05. Só lhe sobrara o suficiente para cheirar uma vez mais. Que fosse para o último segundo. Para anestesiar a dor de SENTIR o fim. A destruição de todo o que vive e respira. E pensou. Por que não branco? “És filho de Iemanjá, filho”. E se resignou. Nem por isso seus olhos se encheram da lágrima mais cândida e chorou. Não se vestia de branco. Mas sua lembrança remota trazia a única lembrança da mãe. “Tu, meu filhinho querido, és um anjo”. E se viu no reflexo que a luz amarela na garrafa de cola produzia. Era um anjo no meio daqueles em branco das cabeças aos pés.
04. Só o bater do coração. Não estava rápido. Estava tranquilo.
03. Como a eternidade pode estar entre um segundo e o outro? Pra quem ama isso é fácil. Mas para uma criança que ainda não conhece esse amor?

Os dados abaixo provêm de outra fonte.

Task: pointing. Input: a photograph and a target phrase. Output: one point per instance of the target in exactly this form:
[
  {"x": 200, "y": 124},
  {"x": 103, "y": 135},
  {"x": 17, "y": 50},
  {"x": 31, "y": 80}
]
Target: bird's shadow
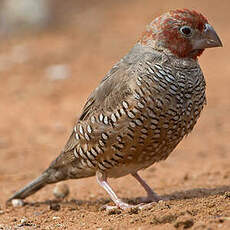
[{"x": 178, "y": 195}]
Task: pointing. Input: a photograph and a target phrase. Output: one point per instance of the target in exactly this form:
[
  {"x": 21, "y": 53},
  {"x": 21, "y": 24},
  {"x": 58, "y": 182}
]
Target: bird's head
[{"x": 184, "y": 33}]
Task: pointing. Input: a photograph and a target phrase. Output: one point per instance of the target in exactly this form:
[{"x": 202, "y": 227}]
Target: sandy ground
[{"x": 38, "y": 112}]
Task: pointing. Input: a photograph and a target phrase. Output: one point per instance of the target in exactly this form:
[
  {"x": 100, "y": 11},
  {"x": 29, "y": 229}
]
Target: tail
[{"x": 32, "y": 187}]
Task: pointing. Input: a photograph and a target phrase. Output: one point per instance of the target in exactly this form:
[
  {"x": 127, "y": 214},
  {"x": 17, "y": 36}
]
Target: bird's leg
[
  {"x": 151, "y": 195},
  {"x": 102, "y": 181}
]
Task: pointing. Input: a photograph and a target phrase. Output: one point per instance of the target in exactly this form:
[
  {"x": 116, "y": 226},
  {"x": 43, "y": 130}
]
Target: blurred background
[{"x": 53, "y": 53}]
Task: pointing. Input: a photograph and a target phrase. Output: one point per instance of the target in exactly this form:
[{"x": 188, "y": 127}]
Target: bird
[{"x": 141, "y": 110}]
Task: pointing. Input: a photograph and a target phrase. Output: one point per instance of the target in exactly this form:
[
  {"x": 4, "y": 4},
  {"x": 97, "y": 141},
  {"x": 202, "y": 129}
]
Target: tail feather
[{"x": 31, "y": 188}]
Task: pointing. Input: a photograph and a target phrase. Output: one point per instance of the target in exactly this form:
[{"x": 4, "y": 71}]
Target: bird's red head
[{"x": 184, "y": 33}]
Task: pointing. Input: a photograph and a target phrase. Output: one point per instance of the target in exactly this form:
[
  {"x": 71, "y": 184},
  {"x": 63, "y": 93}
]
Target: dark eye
[{"x": 186, "y": 30}]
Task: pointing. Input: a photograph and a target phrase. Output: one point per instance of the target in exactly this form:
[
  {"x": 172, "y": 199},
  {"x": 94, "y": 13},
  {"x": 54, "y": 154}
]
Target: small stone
[
  {"x": 227, "y": 195},
  {"x": 61, "y": 191},
  {"x": 17, "y": 202},
  {"x": 23, "y": 220},
  {"x": 55, "y": 206},
  {"x": 58, "y": 72},
  {"x": 184, "y": 223}
]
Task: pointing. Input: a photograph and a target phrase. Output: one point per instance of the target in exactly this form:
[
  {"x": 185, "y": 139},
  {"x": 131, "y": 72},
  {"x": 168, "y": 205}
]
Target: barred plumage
[{"x": 141, "y": 110}]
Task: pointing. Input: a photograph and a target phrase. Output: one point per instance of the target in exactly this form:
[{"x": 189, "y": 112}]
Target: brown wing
[{"x": 112, "y": 90}]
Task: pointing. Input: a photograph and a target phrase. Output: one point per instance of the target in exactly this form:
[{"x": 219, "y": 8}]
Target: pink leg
[
  {"x": 102, "y": 181},
  {"x": 151, "y": 195}
]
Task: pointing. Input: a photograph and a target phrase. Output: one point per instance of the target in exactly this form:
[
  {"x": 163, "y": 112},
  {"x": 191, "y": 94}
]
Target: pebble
[
  {"x": 61, "y": 191},
  {"x": 55, "y": 206},
  {"x": 17, "y": 202}
]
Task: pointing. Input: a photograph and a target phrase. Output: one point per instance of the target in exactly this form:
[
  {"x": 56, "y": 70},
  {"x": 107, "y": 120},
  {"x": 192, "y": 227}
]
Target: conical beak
[{"x": 208, "y": 39}]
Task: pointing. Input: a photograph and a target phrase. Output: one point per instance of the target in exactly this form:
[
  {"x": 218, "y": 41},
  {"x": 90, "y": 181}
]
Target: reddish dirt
[{"x": 37, "y": 116}]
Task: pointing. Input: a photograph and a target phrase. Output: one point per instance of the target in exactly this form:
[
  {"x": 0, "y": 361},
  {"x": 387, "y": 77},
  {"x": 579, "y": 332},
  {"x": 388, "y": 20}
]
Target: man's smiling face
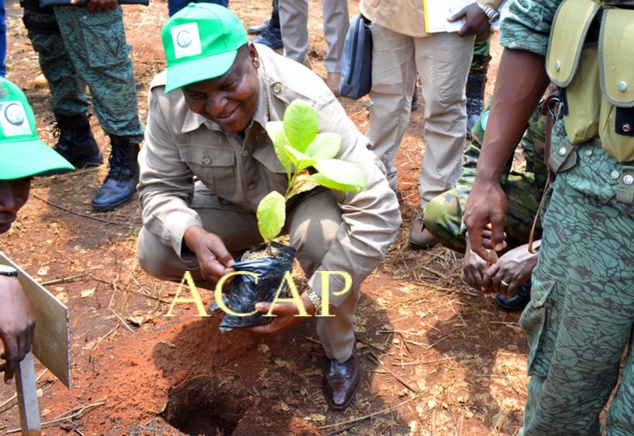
[{"x": 231, "y": 99}]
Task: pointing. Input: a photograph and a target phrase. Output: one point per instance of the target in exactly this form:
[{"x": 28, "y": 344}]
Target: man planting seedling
[{"x": 208, "y": 162}]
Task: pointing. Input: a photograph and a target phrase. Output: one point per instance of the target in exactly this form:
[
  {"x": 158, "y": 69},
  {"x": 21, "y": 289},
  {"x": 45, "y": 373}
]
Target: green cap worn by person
[
  {"x": 22, "y": 156},
  {"x": 201, "y": 42}
]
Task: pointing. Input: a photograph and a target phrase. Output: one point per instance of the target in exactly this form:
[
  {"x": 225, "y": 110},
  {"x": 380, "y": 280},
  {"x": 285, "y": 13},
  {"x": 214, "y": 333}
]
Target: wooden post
[{"x": 27, "y": 397}]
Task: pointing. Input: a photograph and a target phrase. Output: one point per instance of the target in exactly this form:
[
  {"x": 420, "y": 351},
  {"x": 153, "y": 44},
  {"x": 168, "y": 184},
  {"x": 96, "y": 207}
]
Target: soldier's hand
[
  {"x": 511, "y": 271},
  {"x": 485, "y": 209},
  {"x": 476, "y": 21},
  {"x": 16, "y": 325}
]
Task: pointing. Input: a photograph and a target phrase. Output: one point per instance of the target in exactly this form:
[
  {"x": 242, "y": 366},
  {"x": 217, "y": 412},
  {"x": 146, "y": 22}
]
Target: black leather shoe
[
  {"x": 120, "y": 184},
  {"x": 258, "y": 28},
  {"x": 419, "y": 237},
  {"x": 341, "y": 381},
  {"x": 76, "y": 142},
  {"x": 517, "y": 302},
  {"x": 271, "y": 37}
]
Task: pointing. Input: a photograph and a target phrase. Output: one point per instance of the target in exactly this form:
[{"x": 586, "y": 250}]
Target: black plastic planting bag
[{"x": 247, "y": 290}]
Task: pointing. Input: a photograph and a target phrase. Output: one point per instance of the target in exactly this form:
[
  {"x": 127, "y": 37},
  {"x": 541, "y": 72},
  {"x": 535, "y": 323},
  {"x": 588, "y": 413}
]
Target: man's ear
[{"x": 253, "y": 55}]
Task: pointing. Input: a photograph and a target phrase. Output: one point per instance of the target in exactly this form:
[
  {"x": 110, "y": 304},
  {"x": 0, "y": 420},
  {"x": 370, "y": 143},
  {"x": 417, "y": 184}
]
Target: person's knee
[
  {"x": 155, "y": 258},
  {"x": 435, "y": 215}
]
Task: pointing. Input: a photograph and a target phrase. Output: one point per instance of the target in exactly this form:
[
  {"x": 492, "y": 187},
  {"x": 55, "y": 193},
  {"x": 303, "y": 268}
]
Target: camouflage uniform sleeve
[{"x": 526, "y": 25}]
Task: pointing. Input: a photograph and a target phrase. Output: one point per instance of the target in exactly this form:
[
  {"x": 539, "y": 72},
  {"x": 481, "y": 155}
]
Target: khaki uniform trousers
[
  {"x": 312, "y": 225},
  {"x": 442, "y": 61},
  {"x": 294, "y": 24}
]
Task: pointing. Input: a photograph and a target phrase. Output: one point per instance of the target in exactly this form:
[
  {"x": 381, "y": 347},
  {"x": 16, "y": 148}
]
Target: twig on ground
[
  {"x": 62, "y": 417},
  {"x": 362, "y": 418},
  {"x": 376, "y": 360},
  {"x": 70, "y": 278},
  {"x": 90, "y": 217},
  {"x": 125, "y": 324}
]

02. Ele ouviu tantas risadas. Se perguntou como os homens podem sorrir diante da imensa desgraça. Todos eles em suas indumentárias brancas. Querendo parecer tão puros sem o ser realmente. Oh, criança. Não chora!
01. Uma última cheirada na cola. Profunda. E com ela um único pedido. Que é isso que há pra meninos negrinhos sem pai. A mãe, Iemanjá. “Quero viver! Só quero um abraço. Quero meu pai. E minha mãe que não é Iemanjá. Quero viver e ser doutor”.
E os fogos rompem ofuscando as lágrimas do menininho morto num cantinho sujo entre o calçadão e a praia. Tudo se apagou na frialdade da felicidade alheia. E todos os de branco sorriem. Enquanto um negrinho mínimo morre na beira da areia sob a explosão dos fogos do fim do mundo da sua vida anônima. E o fim do mundo foi apenas para ele que nada teve e sempre esperou demais do mundo e das estrelas. Esquecido e tapado por um lençol branco às 11 da manhã do dia primeiro de janeiro de 2012 sob às vistas do Cristo Redentor de braços abertos. E na praia só havia lixo: dejetos daqueles que estavam de branco, mas as oferendas de Iemanjá cobriam seu corpo por inteiro na maré do final da manhã. As flores eram todas brancas.